UKC

I've been trying to sort out a Windows Vista problem for a relative but it's got me stumped, so once again I turn to UKC, which should make absolutely no sense whatsoever yet based on past experience will probably be my best chance at fixing this.

The problem is on a laptop running Vista 32 bit. It came pre-installed with no Windows installation discs. You boot it up, it gets as far as playing the Windows sound and displaying the 'Welcome' screen, the circular timer icon whirrs away for a few seconds and then the screen fades to black as if it's about to display the Desktop as usual, but instead the Desktop never appears, the screen remains black and the 'Windows Explorer has stopped working' error message box is displayed. The only option it gives is 'Close program'.

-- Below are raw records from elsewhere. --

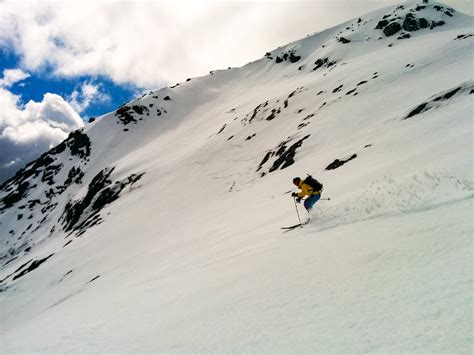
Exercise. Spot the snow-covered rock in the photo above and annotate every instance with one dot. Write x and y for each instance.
(156, 228)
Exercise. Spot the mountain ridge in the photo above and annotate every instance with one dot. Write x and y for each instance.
(182, 193)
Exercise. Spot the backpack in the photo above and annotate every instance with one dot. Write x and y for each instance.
(315, 184)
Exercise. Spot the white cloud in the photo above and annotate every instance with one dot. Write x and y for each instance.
(12, 76)
(28, 131)
(153, 43)
(86, 95)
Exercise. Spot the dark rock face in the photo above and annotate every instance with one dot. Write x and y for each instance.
(410, 23)
(79, 144)
(423, 23)
(285, 155)
(287, 56)
(391, 29)
(101, 192)
(381, 24)
(338, 163)
(34, 265)
(343, 40)
(324, 62)
(124, 115)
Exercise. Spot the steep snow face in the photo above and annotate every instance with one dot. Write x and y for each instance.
(156, 228)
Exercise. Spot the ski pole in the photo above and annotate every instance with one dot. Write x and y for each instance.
(296, 206)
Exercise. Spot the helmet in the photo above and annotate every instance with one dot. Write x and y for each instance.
(297, 181)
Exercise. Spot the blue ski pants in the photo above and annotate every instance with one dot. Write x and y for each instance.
(310, 201)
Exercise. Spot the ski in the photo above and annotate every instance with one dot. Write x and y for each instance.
(292, 227)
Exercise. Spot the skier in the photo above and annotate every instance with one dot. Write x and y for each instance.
(309, 187)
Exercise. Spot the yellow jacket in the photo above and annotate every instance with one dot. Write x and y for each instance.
(306, 190)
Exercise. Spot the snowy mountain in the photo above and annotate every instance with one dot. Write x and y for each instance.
(156, 228)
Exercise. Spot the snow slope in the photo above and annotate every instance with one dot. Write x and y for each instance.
(157, 227)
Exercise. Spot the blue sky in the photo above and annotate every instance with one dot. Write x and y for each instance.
(43, 81)
(62, 62)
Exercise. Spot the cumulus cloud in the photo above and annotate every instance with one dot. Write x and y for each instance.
(87, 94)
(153, 43)
(28, 131)
(12, 76)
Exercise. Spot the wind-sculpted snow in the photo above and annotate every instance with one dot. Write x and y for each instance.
(394, 196)
(440, 99)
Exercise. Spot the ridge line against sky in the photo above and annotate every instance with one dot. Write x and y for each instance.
(62, 61)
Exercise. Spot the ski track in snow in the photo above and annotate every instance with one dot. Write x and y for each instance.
(156, 228)
(393, 196)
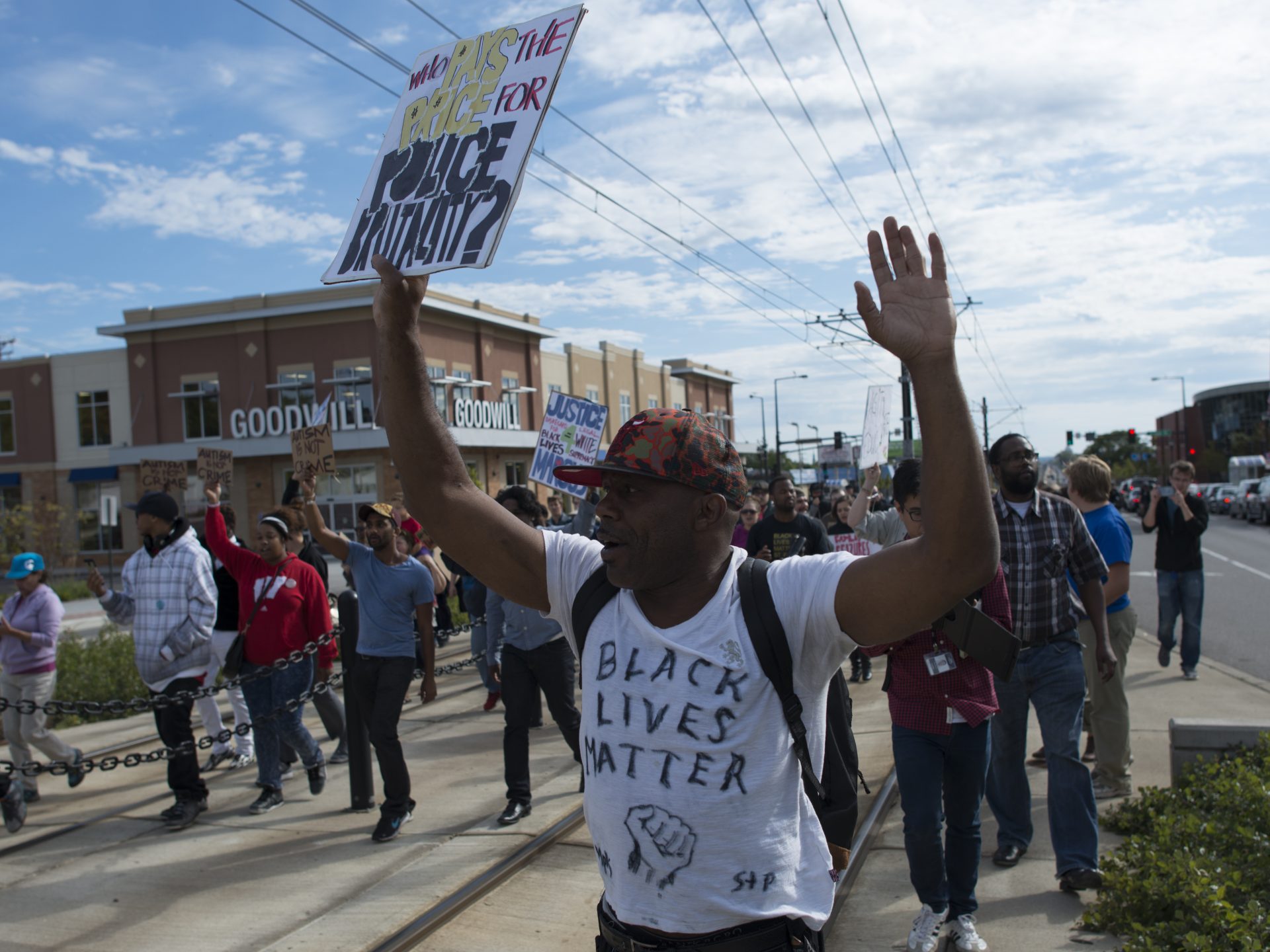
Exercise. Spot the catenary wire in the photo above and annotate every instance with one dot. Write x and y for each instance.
(741, 281)
(1000, 376)
(781, 127)
(628, 163)
(807, 114)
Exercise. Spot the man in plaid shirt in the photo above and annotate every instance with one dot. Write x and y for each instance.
(1043, 537)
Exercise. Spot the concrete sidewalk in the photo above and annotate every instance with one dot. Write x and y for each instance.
(1023, 909)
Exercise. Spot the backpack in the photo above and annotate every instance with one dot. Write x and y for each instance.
(833, 793)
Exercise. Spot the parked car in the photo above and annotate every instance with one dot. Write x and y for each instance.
(1240, 503)
(1257, 502)
(1220, 499)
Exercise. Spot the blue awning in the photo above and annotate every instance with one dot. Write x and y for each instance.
(95, 474)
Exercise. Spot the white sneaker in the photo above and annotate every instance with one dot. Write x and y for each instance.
(964, 936)
(925, 936)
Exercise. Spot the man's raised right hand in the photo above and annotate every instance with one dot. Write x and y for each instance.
(398, 298)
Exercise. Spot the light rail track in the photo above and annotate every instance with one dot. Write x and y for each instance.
(73, 826)
(419, 930)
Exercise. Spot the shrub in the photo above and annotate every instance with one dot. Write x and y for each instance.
(97, 669)
(1194, 873)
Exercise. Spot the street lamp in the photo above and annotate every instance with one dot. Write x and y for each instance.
(762, 412)
(777, 412)
(1184, 405)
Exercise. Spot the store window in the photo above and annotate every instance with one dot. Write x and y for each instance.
(295, 386)
(355, 389)
(439, 390)
(95, 537)
(95, 416)
(11, 498)
(8, 427)
(202, 400)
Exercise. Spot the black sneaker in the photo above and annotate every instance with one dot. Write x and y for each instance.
(75, 775)
(1080, 879)
(15, 808)
(269, 800)
(389, 826)
(183, 813)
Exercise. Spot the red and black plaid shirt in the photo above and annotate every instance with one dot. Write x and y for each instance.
(919, 699)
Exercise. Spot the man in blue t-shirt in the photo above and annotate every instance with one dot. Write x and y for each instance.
(1089, 485)
(394, 590)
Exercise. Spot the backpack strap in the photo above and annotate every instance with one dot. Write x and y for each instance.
(596, 593)
(773, 648)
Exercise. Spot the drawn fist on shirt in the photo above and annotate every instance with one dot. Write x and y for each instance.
(663, 843)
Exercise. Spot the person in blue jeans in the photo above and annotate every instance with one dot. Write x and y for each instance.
(1179, 518)
(1043, 537)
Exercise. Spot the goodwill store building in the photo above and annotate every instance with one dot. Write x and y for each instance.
(241, 374)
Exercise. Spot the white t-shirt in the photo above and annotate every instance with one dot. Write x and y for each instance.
(694, 795)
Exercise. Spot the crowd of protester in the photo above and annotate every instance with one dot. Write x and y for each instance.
(654, 571)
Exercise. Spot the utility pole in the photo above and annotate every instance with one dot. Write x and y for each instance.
(907, 397)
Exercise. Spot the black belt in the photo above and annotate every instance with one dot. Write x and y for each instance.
(760, 936)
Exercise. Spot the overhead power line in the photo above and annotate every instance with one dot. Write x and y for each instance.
(753, 287)
(810, 122)
(999, 377)
(781, 127)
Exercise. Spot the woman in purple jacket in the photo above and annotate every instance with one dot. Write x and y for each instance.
(28, 655)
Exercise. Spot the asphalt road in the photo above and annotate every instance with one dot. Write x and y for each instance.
(1236, 626)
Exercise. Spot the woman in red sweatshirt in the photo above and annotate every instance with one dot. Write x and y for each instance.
(282, 607)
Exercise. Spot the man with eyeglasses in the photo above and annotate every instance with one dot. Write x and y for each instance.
(886, 528)
(1043, 539)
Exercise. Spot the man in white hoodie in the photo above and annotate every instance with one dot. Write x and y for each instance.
(169, 601)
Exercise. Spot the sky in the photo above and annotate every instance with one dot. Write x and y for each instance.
(1096, 172)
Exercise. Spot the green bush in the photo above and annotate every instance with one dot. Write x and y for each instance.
(1194, 873)
(71, 589)
(97, 669)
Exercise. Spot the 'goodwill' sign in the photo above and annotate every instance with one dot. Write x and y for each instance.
(488, 414)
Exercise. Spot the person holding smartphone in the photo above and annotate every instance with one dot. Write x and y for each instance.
(28, 655)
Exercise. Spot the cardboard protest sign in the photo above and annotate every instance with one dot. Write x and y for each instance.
(313, 451)
(163, 476)
(876, 441)
(215, 466)
(570, 437)
(851, 542)
(443, 188)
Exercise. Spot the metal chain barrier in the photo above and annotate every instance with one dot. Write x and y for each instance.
(60, 768)
(139, 705)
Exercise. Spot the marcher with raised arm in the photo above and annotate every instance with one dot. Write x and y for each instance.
(224, 631)
(1179, 520)
(282, 607)
(667, 795)
(941, 701)
(394, 593)
(28, 669)
(169, 601)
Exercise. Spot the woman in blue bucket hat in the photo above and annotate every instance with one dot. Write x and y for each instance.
(28, 656)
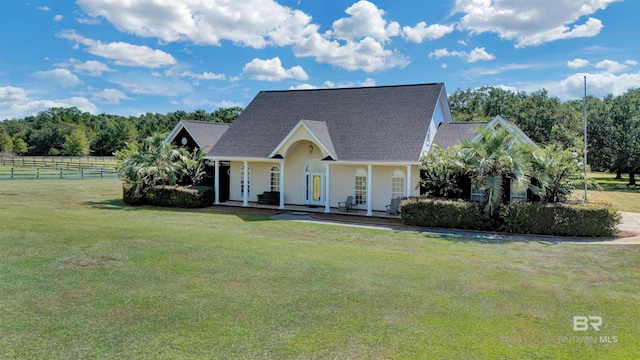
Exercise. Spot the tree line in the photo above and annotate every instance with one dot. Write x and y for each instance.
(613, 130)
(69, 131)
(613, 122)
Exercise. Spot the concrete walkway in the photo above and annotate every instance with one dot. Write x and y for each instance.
(630, 223)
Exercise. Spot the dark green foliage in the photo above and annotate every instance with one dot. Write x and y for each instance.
(519, 217)
(58, 130)
(441, 172)
(158, 174)
(169, 196)
(445, 214)
(583, 219)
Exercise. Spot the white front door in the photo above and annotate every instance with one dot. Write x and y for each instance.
(315, 187)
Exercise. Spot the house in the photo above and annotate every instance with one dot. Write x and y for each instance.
(450, 134)
(317, 147)
(201, 135)
(196, 134)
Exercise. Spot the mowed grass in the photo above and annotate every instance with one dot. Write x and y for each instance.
(83, 276)
(623, 197)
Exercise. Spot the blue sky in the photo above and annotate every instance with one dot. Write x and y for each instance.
(129, 57)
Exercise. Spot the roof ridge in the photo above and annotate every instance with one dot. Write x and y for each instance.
(354, 87)
(206, 122)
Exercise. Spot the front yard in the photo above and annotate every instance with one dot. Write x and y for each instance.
(83, 276)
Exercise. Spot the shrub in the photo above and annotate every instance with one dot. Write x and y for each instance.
(445, 214)
(582, 219)
(170, 196)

I can still access Task Manager, but that's it. So far I've tried the following:

-Booting up in Safe Mode (exactly the same issue)
-Manually running explorer.exe from Task Manager (it runs for a few seconds and then gives the same error)
-Booting using 'Last Known Good Configuration' (same issue)
-Windows Startup Repair (no problems found, same issue)
-Windows System Restore (no restore points found)
-Windows Memory Diagnostic Tool (no problems found)
-Running chkdsk (no problems found)
-Checking that the only value in HKLMSOFTWAREMicrosoftWindows NTCurrentVersionWinlogonShell is explorer.exe
-Running sfc /scannnow from the command prompt (it gets to 82% and then errors with "Windows Resource Protection could not perform requested operation")
-Copying explorer.exe from the dllcache directory (directory not found)

Does anybody have any other idea as to how I can fix this short of getting hold of another copy of Windows and doing a clean install?

In reply to Foxache:

Most wondows laptops have windows on a recovery partition on the hard drive. If you press F8 or similar (depends on make of laptop) at start up it allows you to acess the recovery partition for a clean install.

In reply to Foxache:
Once you boot and explorer crashes can you ctrl alt del and start it as a new task? Either with explorer.exe or just a '.' without the quotes?

Personally I'd just grab a copy of win7 black and install that from a usb stick. Prob take the same amount of time as fixing the issue will end up taking and you end up with a clean install to boot.

Could try this one too: http://ccm.net/forum/affich-9082-explorer-exe-corrupted-or-infected

Yeah I already tried all three of those suggestions yesterday, but no joy

There's nothing on the recovery partition, manually starting explorer.exe from the Task Manager just gives the same error as when I boot, and the thread that link points to gives instructions on removing a couple of registry entries which I'd already done (although I forgot to mention that in my first post).

In reply to Foxache:

This is one of those tip of the iceberg things I reckon. I'd just reinstall windows.

Torrent win7 black if the relatives can't afford a licence, it'll upgrade to legit win10 in a few months anyway. Plus gets them away from vista.

The likely cause is you have a piece of malicious software which has "hooked" onto the operating system core files somewhere.

It is worth a shot but you can first reset your winsock stack to remove any malicious network components:

Open a command prompt as administrator (right click):

run both these commands.

netsh winsock reset
netsh int ip reset reset

Also you might want to run some "rootkit" removers:

https://www.malwarebytes.org/antirootkit
http://www.mcafee.com/uk/downloads/free-tools/rootkitremover.aspx
http://usa.kaspersky.com/downloads/TDSSKiller

In reply to Milesy:

Explorer doesn't interact with the network stack, though I reckon you're right about it being malware.

In reply to Removed User:

Yes it does. Why do you think you can hit a web page directly through an explorer window. Microsoft was never able to separate windows explorer with internet explorer. The underlying libraries are linked fairly tight. I have solved many explorer / winsock issues in my days. Rootkits have taken over as preferred infection / reinfection methods but winsock still gets hit often.

In reply to Milesy:

Thanks. I'll give those commands a try. I did suspect malware because I always used to scan it every time I went to visit them, but I haven't been able to do it for ages so it'll have probably ended up riddled with all sorts.

How can I run the rootkit removers though? Will I have to boot from a USB stick and do it off there?

Boot in safe mode, open task manager - then file > new task - and browse to the files to run.

If the file is corrupt itself then you might also want to try a system file checker scan from a command prompt:

sfc /scannow

In reply to Removed User:

MS have said that dodgy versions of Windows won't get an upgrade without paying for a key.

In reply to whenry:

Bootloaded versions of win7 display as being active copies and so get the upgrade. It's not manually done by entering the key somewhere, it's a software check that's easily bypassed. Not sure why people would bother though tbh, just pirate win10 if that's the intent.

In reply to Foxache:

As your original post used the words 'fixing' and 'windows vista' in the same sentence I'm afraid to tell you it can't be done

In reply to Milesy:

How do I get them onto the laptop though?

Already tried sfc /scannow and every time it fails at 82% (see first post).